Yet, we don’t have to go far to see the wonder and beauty that also permeate human existence. I live in a valley in the Blue Ridge Mountains where the last vestiges of a slow-starting but glorious fall are slipping away. Last year, my husband and I visited the Grand Canyon, the beauty of which is impossible to describe. Despite the destructiveness of natural disasters, in places like those and others throughout this country and around the world, the physical beauty of God’s creation is still visible. And for all the evil and cruelty people can perpetrate on each other, the beauty of God’s image in fallen man is also still visible in the kindness and care people can demonstrate toward others.
As Christ’s followers, we have a calling to do what we can to mitigate this world’s pain and to show the world the wonderful – if not pain free – life Jesus offers. Jesus told the disciples to love their enemies and to pray for those who persecuted them, to do good to those that hated them and to bless those who cursed them. In our highly polarized culture, that’s a command Christians ought to take more seriously. The early Christians were known by their love – a love different from any the world had heretofore seen — and it changed that world. Christians today can do the same.
Christians have the one thing the world can’t give — hope. Hope for an angry, hurting world. Not hope in America. Not hope in political leaders. Not hope in world peace. America may fall. Political leaders can’t be trusted. World peace is but an empty dream. The only sure hope is hope in Jesus Christ.

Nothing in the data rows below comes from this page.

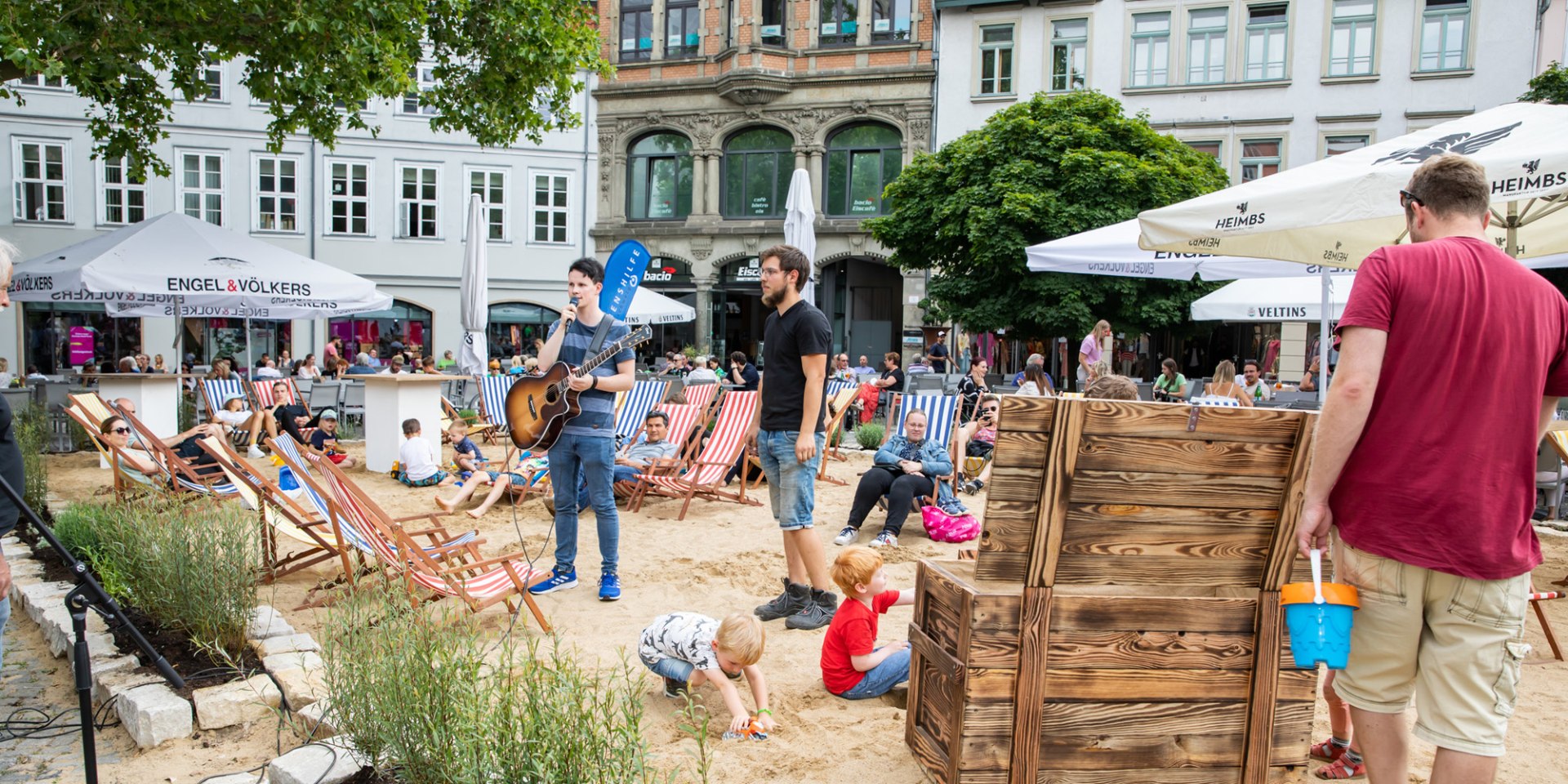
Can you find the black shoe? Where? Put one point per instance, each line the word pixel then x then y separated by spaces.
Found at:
pixel 789 603
pixel 817 612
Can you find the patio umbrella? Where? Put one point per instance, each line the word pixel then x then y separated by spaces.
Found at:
pixel 653 308
pixel 472 353
pixel 800 216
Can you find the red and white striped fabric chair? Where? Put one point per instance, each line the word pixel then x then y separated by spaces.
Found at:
pixel 706 474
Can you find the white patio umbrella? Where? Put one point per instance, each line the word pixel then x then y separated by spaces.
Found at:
pixel 800 216
pixel 472 353
pixel 653 308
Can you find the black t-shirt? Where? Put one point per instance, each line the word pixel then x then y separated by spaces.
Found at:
pixel 10 468
pixel 800 332
pixel 898 380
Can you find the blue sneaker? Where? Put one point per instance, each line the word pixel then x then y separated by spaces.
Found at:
pixel 608 588
pixel 557 582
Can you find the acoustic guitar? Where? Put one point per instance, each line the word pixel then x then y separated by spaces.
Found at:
pixel 538 407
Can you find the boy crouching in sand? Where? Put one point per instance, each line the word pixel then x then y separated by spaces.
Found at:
pixel 852 666
pixel 688 649
pixel 417 465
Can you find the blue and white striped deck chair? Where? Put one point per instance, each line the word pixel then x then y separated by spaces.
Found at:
pixel 639 402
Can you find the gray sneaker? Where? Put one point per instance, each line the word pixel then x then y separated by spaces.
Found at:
pixel 786 604
pixel 817 612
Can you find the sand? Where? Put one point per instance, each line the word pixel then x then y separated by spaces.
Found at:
pixel 726 559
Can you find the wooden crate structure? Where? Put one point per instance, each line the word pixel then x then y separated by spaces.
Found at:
pixel 1121 623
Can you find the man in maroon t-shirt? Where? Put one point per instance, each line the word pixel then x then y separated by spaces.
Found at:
pixel 1428 470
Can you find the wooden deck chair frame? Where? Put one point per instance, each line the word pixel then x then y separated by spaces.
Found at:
pixel 281 516
pixel 421 568
pixel 706 475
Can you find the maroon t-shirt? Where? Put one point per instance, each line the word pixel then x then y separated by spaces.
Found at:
pixel 1445 472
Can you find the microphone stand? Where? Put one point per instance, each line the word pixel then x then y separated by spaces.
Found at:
pixel 90 595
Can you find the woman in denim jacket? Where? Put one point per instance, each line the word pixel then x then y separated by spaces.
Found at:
pixel 905 470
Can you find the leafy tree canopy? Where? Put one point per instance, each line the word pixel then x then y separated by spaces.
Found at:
pixel 1549 87
pixel 504 68
pixel 1036 172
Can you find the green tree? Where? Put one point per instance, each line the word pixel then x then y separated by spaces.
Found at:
pixel 504 68
pixel 1549 87
pixel 1036 172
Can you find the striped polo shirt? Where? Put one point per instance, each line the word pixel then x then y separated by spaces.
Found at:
pixel 598 408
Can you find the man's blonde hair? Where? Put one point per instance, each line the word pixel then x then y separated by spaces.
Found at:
pixel 741 637
pixel 855 567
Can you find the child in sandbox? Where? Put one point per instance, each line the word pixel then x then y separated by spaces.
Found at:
pixel 852 666
pixel 688 649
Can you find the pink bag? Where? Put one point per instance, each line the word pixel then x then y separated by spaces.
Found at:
pixel 949 528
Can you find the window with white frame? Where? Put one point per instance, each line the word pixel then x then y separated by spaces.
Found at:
pixel 1445 35
pixel 1152 49
pixel 416 206
pixel 1068 54
pixel 276 194
pixel 424 80
pixel 1259 158
pixel 1343 143
pixel 349 198
pixel 1352 38
pixel 1267 32
pixel 549 207
pixel 1206 30
pixel 996 60
pixel 491 187
pixel 41 184
pixel 124 195
pixel 201 185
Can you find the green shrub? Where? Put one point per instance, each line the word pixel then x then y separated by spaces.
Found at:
pixel 869 434
pixel 30 429
pixel 430 700
pixel 189 567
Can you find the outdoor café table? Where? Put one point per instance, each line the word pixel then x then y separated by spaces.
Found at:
pixel 390 400
pixel 156 395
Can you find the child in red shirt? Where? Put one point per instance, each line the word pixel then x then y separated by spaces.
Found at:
pixel 852 666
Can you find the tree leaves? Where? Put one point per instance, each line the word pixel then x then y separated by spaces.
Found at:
pixel 506 69
pixel 1036 172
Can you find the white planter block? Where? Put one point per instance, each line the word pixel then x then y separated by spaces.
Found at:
pixel 315 764
pixel 265 623
pixel 238 703
pixel 284 645
pixel 154 714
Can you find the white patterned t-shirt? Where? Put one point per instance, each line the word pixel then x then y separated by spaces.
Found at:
pixel 687 637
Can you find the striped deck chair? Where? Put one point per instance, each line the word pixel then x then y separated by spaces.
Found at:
pixel 479 584
pixel 634 410
pixel 176 470
pixel 281 516
pixel 349 532
pixel 492 403
pixel 706 475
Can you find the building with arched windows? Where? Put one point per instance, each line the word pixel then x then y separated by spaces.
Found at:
pixel 714 107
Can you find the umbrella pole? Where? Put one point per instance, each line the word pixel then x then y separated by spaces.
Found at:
pixel 1322 337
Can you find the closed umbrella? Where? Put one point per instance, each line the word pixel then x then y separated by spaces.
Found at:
pixel 475 294
pixel 800 216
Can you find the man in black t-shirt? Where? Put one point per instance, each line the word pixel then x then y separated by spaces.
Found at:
pixel 787 433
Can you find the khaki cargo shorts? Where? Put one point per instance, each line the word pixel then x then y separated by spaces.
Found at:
pixel 1452 642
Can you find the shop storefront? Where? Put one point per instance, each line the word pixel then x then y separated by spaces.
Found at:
pixel 380 333
pixel 514 327
pixel 61 336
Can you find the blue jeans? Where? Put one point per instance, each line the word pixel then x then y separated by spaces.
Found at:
pixel 792 485
pixel 572 461
pixel 882 678
pixel 621 474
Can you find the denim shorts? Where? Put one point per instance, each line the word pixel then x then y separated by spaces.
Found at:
pixel 792 485
pixel 671 668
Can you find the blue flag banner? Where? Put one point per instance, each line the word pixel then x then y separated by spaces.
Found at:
pixel 621 278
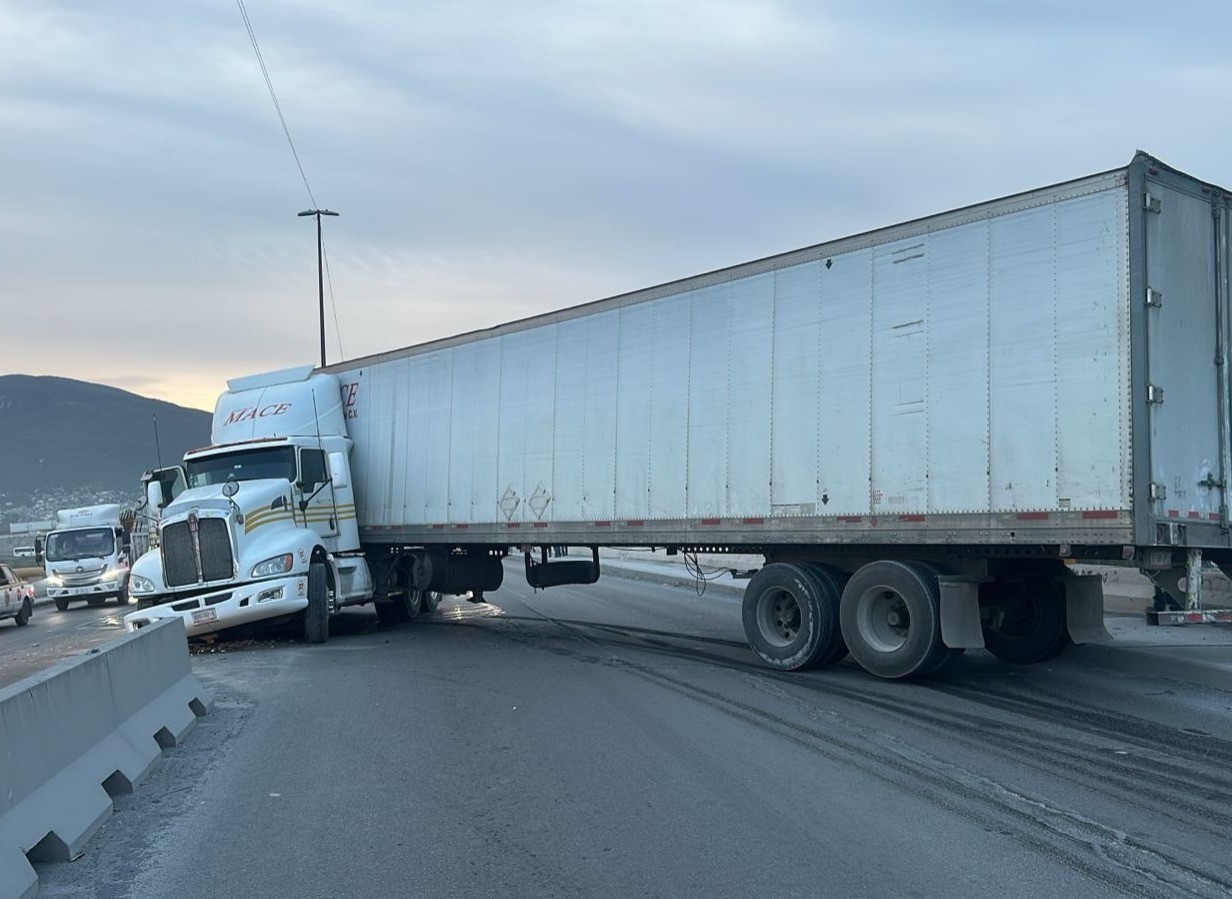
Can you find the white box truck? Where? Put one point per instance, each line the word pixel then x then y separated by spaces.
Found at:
pixel 88 554
pixel 915 426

It’s a hope to love for, a hope to live for and, ultimately, a hope to die for. Because of this hope — and only this hope — Christians can love their enemies, do good to those that hate them, and thereby do what political leaders never can — change the world.
In a world so broken and beset with the consequences of the fall, the temptation to despair is always with us. But as people of hope, as Westley might say, despair does not become us. Instead, Christians can affirm with Westley that, yes, life is pain, yet, because of this hope, at the same time still say with Frank Capra, “It’s a wonderful life.”